Azure SQL Database high availability and disaster recovery checklist

Applies to: Azure SQL Database

Azure SQL Database service automatically ensures all the databases are online, healthy, and constantly strives to achieve the published SLA.

This guide provides a detailed review of proactive steps you can take to maximize availability, ensure recovery, and prepare for Azure outages. This guidance applies to all purchasing models and service tiers of Azure SQL Database.

Availability checklist

The following are recommended configurations to maximize availability:

High availability checklist

The following is the recommended configuration to achieve high availability:

  • Enable zone redundancy where available for the database or elastic pool to ensure resiliency for zonal failures.

Disaster recovery checklist

Although Azure SQL Database automatically maintains availability, there are instances when even having high availability (zone redundancy) might not guarantee resiliency as the impacting outage spans an entire region. A regional Azure SQL Database outage may require you to initiate disaster recovery.

To best prepare for disaster recovery, follow these recommendations:

  • Enable failover groups for a group of databases.
    • Use the read-write and read-only listener endpoints in your application connection string so applications automatically connect to whichever server and database is primary.
    • Set the failover policy to customer managed.
  • Alternatively to failover groups, you can enable active geo-replication to have a readable secondary database in a different Azure region.
  • Ensure that the geo-secondary database is created with the same service tier, compute tier (provisioned or serverless) and compute size (DTUs or vCores) as the primary database.
  • When scaling up, scale up the geo-secondary first, and then scale up the primary.
  • When scaling down, reverse the order: scale down the primary first, and then scale down the secondary.
  • Disaster recovery, by nature, is designed to make use of asynchronous replication of data between the primary and secondary region. To prioritize data availability over higher commit latency, consider calling the sp_wait_for_database_copy_sync stored procedure immediately after committing the transaction. Calling sp_wait_for_database_copy_sync blocks the calling thread until the last committed transaction has been transmitted and hardened in the transaction log of the secondary database.
  • Monitor lag with respect to Recovery Point Objective (RPO) by using the replication_lag_sec column of the sys.dm_geo_replication_link_status dynamic management view (DMV) on the primary database. The DMV shows lag in seconds between the transactions committed on the primary and hardened to the transaction log on the secondary. For example, assume the lag is one second at a point in time, if the primary is impacted by an outage and a geo-failover is initiated at that point in time, transactions committed in the last second will be lost.
  • If enabling failover groups or active geo-replication isn't possible, then consider setting the backup storage redundancy option to Geo-redundant backup storage to use the geo-restore capability.
  • Frequently plan and execute disaster recovery drills so you're better prepared in the event of a real outage.

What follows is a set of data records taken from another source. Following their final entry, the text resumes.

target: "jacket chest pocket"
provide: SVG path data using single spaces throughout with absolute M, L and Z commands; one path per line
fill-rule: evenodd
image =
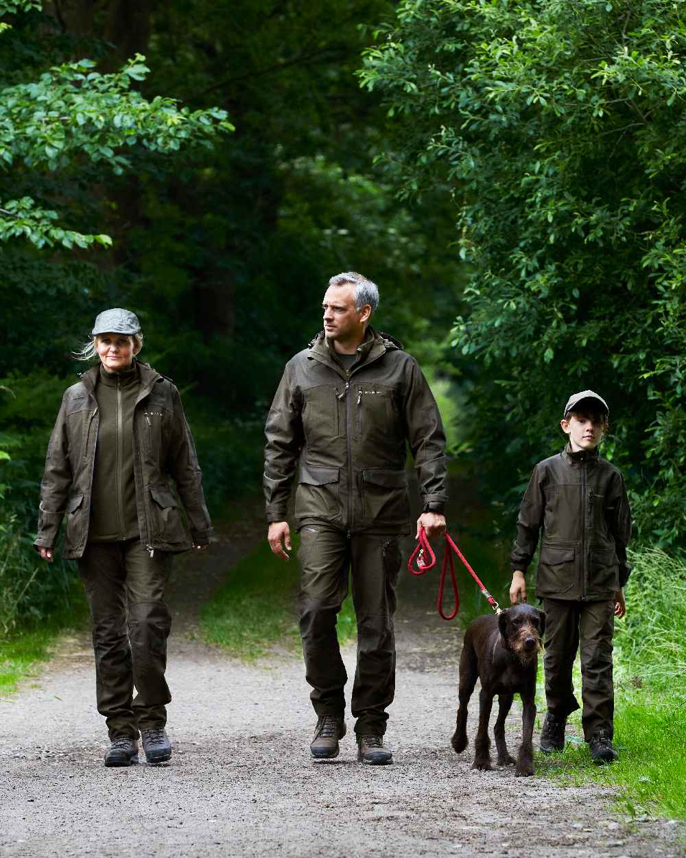
M 382 384 L 361 384 L 355 396 L 355 435 L 393 437 L 398 433 L 399 420 L 393 390 Z

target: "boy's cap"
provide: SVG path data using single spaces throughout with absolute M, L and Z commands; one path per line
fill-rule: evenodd
M 122 307 L 112 307 L 111 310 L 103 310 L 95 317 L 91 336 L 98 334 L 140 334 L 141 323 L 135 313 Z
M 607 402 L 603 399 L 602 396 L 599 396 L 597 393 L 593 393 L 593 390 L 581 390 L 579 393 L 573 393 L 569 399 L 567 401 L 567 405 L 564 407 L 564 413 L 563 414 L 563 420 L 564 420 L 568 412 L 571 411 L 574 408 L 579 405 L 584 400 L 591 400 L 588 405 L 589 408 L 597 408 L 598 403 L 599 402 L 603 411 L 610 416 L 610 408 L 607 407 Z

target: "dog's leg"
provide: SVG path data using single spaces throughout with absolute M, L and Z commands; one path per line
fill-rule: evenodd
M 478 678 L 477 655 L 471 637 L 465 637 L 462 654 L 460 656 L 460 705 L 457 709 L 457 723 L 450 744 L 456 753 L 461 753 L 466 747 L 467 704 Z
M 488 722 L 490 719 L 490 710 L 493 707 L 493 695 L 489 692 L 481 692 L 478 695 L 478 730 L 474 740 L 474 762 L 472 764 L 472 769 L 478 769 L 479 771 L 490 771 L 493 767 L 490 764 L 490 740 L 488 737 Z
M 498 716 L 493 728 L 496 747 L 498 751 L 498 765 L 512 765 L 514 763 L 514 758 L 510 757 L 505 742 L 505 718 L 508 716 L 514 698 L 514 694 L 498 694 Z
M 533 722 L 536 718 L 536 704 L 533 692 L 521 692 L 521 745 L 517 755 L 517 768 L 514 774 L 518 777 L 526 777 L 533 774 L 533 752 L 532 750 L 532 737 L 533 735 Z

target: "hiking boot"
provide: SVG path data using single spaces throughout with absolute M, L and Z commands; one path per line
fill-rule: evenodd
M 141 730 L 143 751 L 148 763 L 165 763 L 172 756 L 172 742 L 164 727 L 150 727 Z
M 121 736 L 112 739 L 110 750 L 105 755 L 105 765 L 135 765 L 138 762 L 138 742 Z
M 383 736 L 365 733 L 358 736 L 358 762 L 370 765 L 388 765 L 393 753 L 383 746 Z
M 315 759 L 333 759 L 338 757 L 339 739 L 345 736 L 346 722 L 338 715 L 320 715 L 315 728 L 315 738 L 310 752 Z
M 544 753 L 564 750 L 564 728 L 566 726 L 567 718 L 556 718 L 550 712 L 546 713 L 541 729 L 541 738 L 539 741 L 539 747 Z
M 617 758 L 617 751 L 612 747 L 607 730 L 599 730 L 591 736 L 588 745 L 591 748 L 591 759 L 596 765 L 604 763 L 613 763 Z

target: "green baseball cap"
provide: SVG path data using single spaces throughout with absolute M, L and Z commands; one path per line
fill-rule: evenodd
M 112 307 L 111 310 L 103 310 L 95 317 L 91 336 L 98 334 L 129 334 L 133 335 L 141 333 L 141 323 L 135 313 L 122 307 Z

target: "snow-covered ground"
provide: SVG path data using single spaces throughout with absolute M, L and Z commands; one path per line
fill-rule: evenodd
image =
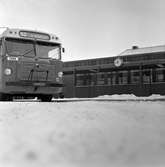
M 0 102 L 0 167 L 165 166 L 164 96 L 67 100 Z

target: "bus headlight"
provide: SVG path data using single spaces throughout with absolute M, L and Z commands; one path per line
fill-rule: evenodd
M 62 77 L 63 77 L 63 72 L 62 72 L 62 71 L 60 71 L 60 72 L 58 73 L 58 77 L 59 77 L 59 78 L 62 78 Z
M 10 68 L 6 68 L 5 71 L 4 71 L 4 73 L 6 75 L 10 75 L 12 73 L 12 70 Z

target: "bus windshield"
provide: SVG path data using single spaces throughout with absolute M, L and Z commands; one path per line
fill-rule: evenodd
M 9 56 L 61 59 L 60 44 L 42 41 L 6 38 L 6 50 Z M 35 55 L 36 50 L 36 55 Z
M 7 54 L 9 56 L 18 55 L 25 57 L 35 57 L 33 41 L 13 38 L 6 38 L 5 41 Z
M 60 45 L 49 42 L 36 42 L 36 54 L 39 58 L 61 59 Z

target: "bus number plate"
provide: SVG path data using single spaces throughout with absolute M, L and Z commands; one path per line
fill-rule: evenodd
M 34 82 L 33 85 L 34 85 L 34 86 L 46 86 L 46 83 Z

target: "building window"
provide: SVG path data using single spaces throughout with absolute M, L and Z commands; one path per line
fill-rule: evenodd
M 128 72 L 127 71 L 119 71 L 118 72 L 118 83 L 119 84 L 127 84 L 128 83 Z
M 112 82 L 111 82 L 111 76 L 112 76 L 112 72 L 107 72 L 107 84 L 108 85 L 112 84 Z
M 116 72 L 112 72 L 111 73 L 111 79 L 112 79 L 112 85 L 116 85 L 117 84 L 117 74 L 116 74 Z
M 156 82 L 165 82 L 165 68 L 156 69 Z
M 99 84 L 100 85 L 105 85 L 106 84 L 106 74 L 104 72 L 100 73 Z
M 131 70 L 130 83 L 139 84 L 139 70 Z
M 152 76 L 150 76 L 150 69 L 145 69 L 143 70 L 143 83 L 150 83 L 150 82 L 152 82 Z
M 85 75 L 84 74 L 76 74 L 76 86 L 85 85 Z

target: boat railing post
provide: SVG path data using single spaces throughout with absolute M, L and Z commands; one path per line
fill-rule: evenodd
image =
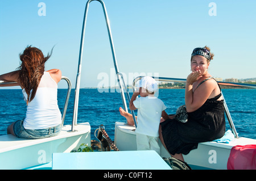
M 225 100 L 224 96 L 223 94 L 221 92 L 223 98 L 223 101 L 224 104 L 224 110 L 225 112 L 226 113 L 226 117 L 228 118 L 228 121 L 229 121 L 229 125 L 230 126 L 230 128 L 232 130 L 232 132 L 234 134 L 236 138 L 238 138 L 238 134 L 237 132 L 235 126 L 234 125 L 234 123 L 233 122 L 232 118 L 231 117 L 230 113 L 229 112 L 229 108 L 228 108 L 228 106 L 226 105 L 226 101 Z
M 117 74 L 118 74 L 119 75 L 120 75 L 121 77 L 122 78 L 122 82 L 123 82 L 123 87 L 125 87 L 125 92 L 126 92 L 126 96 L 127 96 L 127 99 L 128 99 L 129 102 L 130 102 L 130 100 L 131 100 L 131 98 L 130 98 L 130 95 L 129 95 L 129 90 L 128 90 L 127 89 L 126 85 L 126 83 L 125 83 L 125 80 L 123 79 L 123 74 L 122 74 L 122 73 L 118 73 Z M 121 88 L 120 88 L 120 89 L 121 89 Z M 122 97 L 122 99 L 123 100 L 123 99 L 125 99 L 125 98 Z M 125 101 L 123 100 L 123 102 L 125 102 Z M 126 108 L 125 111 L 126 111 L 127 112 L 128 112 L 128 110 L 127 110 L 127 106 L 126 106 L 126 103 L 125 103 L 125 107 Z M 133 120 L 134 120 L 134 125 L 135 125 L 135 128 L 137 128 L 137 122 L 136 122 L 136 117 L 135 117 L 135 116 L 134 111 L 133 111 L 133 110 L 131 110 L 131 115 L 133 115 Z M 127 122 L 126 122 L 126 123 L 127 123 Z
M 67 92 L 66 99 L 65 100 L 64 106 L 63 107 L 63 111 L 62 112 L 62 126 L 63 126 L 65 117 L 66 116 L 67 109 L 68 108 L 68 100 L 69 100 L 69 96 L 71 92 L 72 85 L 71 81 L 68 78 L 65 76 L 61 77 L 61 79 L 66 81 L 68 83 L 68 91 Z
M 82 67 L 82 50 L 84 48 L 84 35 L 85 31 L 85 26 L 86 26 L 86 22 L 87 19 L 87 14 L 88 11 L 89 5 L 89 3 L 93 1 L 97 1 L 101 3 L 103 11 L 104 13 L 104 16 L 106 20 L 106 24 L 108 29 L 108 32 L 109 35 L 109 42 L 110 44 L 110 47 L 112 53 L 113 59 L 114 61 L 114 65 L 115 67 L 115 74 L 117 75 L 117 81 L 119 84 L 119 89 L 121 91 L 121 94 L 122 96 L 122 100 L 123 102 L 123 105 L 125 107 L 125 110 L 126 111 L 127 111 L 126 102 L 125 100 L 125 94 L 123 92 L 123 90 L 122 87 L 122 85 L 120 82 L 120 77 L 119 75 L 118 74 L 119 72 L 118 68 L 117 66 L 117 62 L 115 58 L 115 53 L 114 48 L 114 43 L 113 42 L 112 35 L 110 30 L 110 26 L 109 24 L 109 20 L 108 16 L 108 14 L 106 10 L 106 8 L 104 5 L 104 3 L 101 0 L 89 0 L 85 7 L 84 16 L 84 21 L 82 28 L 82 34 L 81 36 L 81 42 L 80 42 L 80 52 L 79 52 L 79 66 L 77 70 L 77 75 L 76 78 L 76 89 L 75 93 L 75 100 L 74 100 L 74 108 L 73 108 L 73 121 L 75 124 L 77 124 L 77 113 L 78 113 L 78 104 L 79 104 L 79 91 L 80 91 L 80 81 L 81 81 L 81 67 Z

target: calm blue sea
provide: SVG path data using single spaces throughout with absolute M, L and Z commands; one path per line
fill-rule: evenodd
M 256 139 L 256 90 L 223 89 L 222 92 L 238 136 Z M 159 98 L 167 107 L 167 113 L 174 113 L 179 106 L 184 104 L 184 89 L 159 90 Z M 67 90 L 58 90 L 61 111 L 66 94 Z M 74 95 L 73 89 L 64 124 L 72 124 Z M 100 93 L 97 89 L 82 89 L 79 102 L 77 121 L 90 123 L 92 139 L 95 139 L 94 131 L 103 124 L 114 140 L 115 122 L 126 121 L 118 111 L 119 107 L 123 107 L 120 94 L 110 91 Z M 3 135 L 6 134 L 7 127 L 11 123 L 26 116 L 26 105 L 22 99 L 21 90 L 0 90 L 0 135 Z M 230 129 L 228 121 L 226 125 L 226 129 Z

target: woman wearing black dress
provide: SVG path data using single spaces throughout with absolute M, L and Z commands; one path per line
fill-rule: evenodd
M 192 72 L 187 78 L 185 91 L 187 121 L 181 123 L 170 116 L 160 123 L 163 145 L 172 157 L 183 161 L 182 154 L 196 149 L 198 143 L 220 138 L 225 133 L 223 98 L 218 83 L 208 72 L 213 57 L 206 46 L 195 48 L 191 54 Z
M 183 154 L 196 149 L 198 143 L 211 141 L 225 133 L 224 106 L 221 89 L 208 69 L 213 58 L 207 47 L 194 49 L 191 54 L 192 71 L 187 78 L 185 102 L 187 121 L 182 123 L 169 116 L 161 120 L 159 138 L 172 157 L 184 161 Z M 171 95 L 170 95 L 171 96 Z M 133 125 L 131 114 L 119 108 L 127 123 Z

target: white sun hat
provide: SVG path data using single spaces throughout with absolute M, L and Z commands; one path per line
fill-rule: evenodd
M 146 89 L 150 92 L 158 90 L 158 86 L 156 81 L 151 77 L 145 76 L 139 80 L 139 87 Z

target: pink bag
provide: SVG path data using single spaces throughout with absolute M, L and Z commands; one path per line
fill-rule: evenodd
M 256 145 L 232 148 L 228 160 L 228 170 L 256 170 Z

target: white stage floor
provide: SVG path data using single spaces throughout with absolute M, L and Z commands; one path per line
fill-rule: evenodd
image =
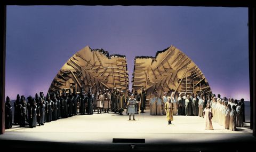
M 173 124 L 168 125 L 165 116 L 150 116 L 149 110 L 141 113 L 140 120 L 129 121 L 127 115 L 113 113 L 77 115 L 46 123 L 31 129 L 15 126 L 6 130 L 0 139 L 52 142 L 110 143 L 113 138 L 142 138 L 146 143 L 200 142 L 229 140 L 252 137 L 246 127 L 231 131 L 216 123 L 214 130 L 204 130 L 204 119 L 199 117 L 174 116 Z

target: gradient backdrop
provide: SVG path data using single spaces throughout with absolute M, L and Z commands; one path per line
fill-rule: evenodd
M 198 66 L 214 93 L 250 101 L 247 8 L 7 6 L 6 95 L 47 91 L 86 45 L 134 59 L 171 45 Z M 130 85 L 131 88 L 131 84 Z

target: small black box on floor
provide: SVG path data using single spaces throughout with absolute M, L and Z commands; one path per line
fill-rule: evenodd
M 113 143 L 145 143 L 145 139 L 113 138 Z

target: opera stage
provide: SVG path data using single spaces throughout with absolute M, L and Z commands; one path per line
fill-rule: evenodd
M 214 130 L 206 131 L 204 119 L 199 117 L 174 116 L 173 124 L 168 125 L 165 116 L 150 116 L 148 110 L 141 113 L 139 121 L 138 115 L 136 121 L 129 121 L 126 115 L 97 113 L 61 119 L 33 129 L 14 126 L 0 136 L 1 142 L 13 145 L 14 149 L 43 145 L 40 149 L 125 150 L 132 149 L 134 144 L 134 150 L 170 150 L 171 146 L 174 151 L 198 151 L 219 150 L 221 145 L 228 146 L 228 149 L 243 149 L 234 147 L 234 143 L 239 142 L 246 147 L 252 146 L 252 142 L 256 143 L 247 123 L 233 132 L 213 123 Z M 113 138 L 145 139 L 145 143 L 113 143 Z

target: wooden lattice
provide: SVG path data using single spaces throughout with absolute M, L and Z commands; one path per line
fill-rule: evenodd
M 155 57 L 136 57 L 132 87 L 140 92 L 163 95 L 165 92 L 192 93 L 211 92 L 209 84 L 195 63 L 174 46 L 157 52 Z M 170 95 L 170 94 L 169 94 Z
M 85 91 L 90 87 L 109 89 L 116 87 L 125 92 L 129 78 L 126 59 L 124 55 L 111 55 L 102 49 L 92 50 L 86 46 L 76 52 L 65 63 L 52 81 L 49 91 L 67 90 L 82 86 Z

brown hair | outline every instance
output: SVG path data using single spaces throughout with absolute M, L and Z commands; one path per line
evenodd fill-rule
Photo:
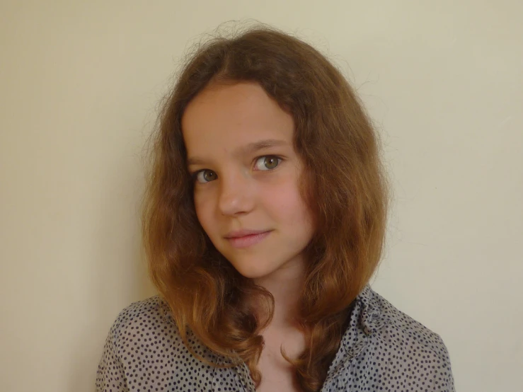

Prepare secondary for an outage

For successful recovery to another data region using either active geo-replication, failover groups, or geo-restore, you need to prepare a secondary Azure SQL Database logical server in another region. This secondary server can become the new primary server if needed. You should also have well-defined steps documented and tested to ensure a smooth recovery. These preparation steps include:

  • For geo-restore, identify the server in another region to become the new primary server. This is generally a server in the paired region for the region in which your primary database is located. Using a server in the same region eliminates the extra traffic cost during geo-restore operations.
  • Determine how you're going to redirect users to the new primary server. Redirecting users could be accomplished by manually changing application connection strings or DNS entries. If you have configured failover groups and use the read-write and read-only listener in application connection strings, no further action is needed - connections are automatically directed to new primary after failover.
  • Identify, and optionally define, the firewall rules needed for users to access the new primary database.
  • Identify, and optionally create, the logins that must be present in the master database on the new primary server, and ensure these logins have appropriate permissions in the master database, if any. For more information, see Azure SQL Database security after disaster recovery.
  • Identify alert rules that need to be updated to map to the new primary.
  • Document the auditing configuration on the current primary.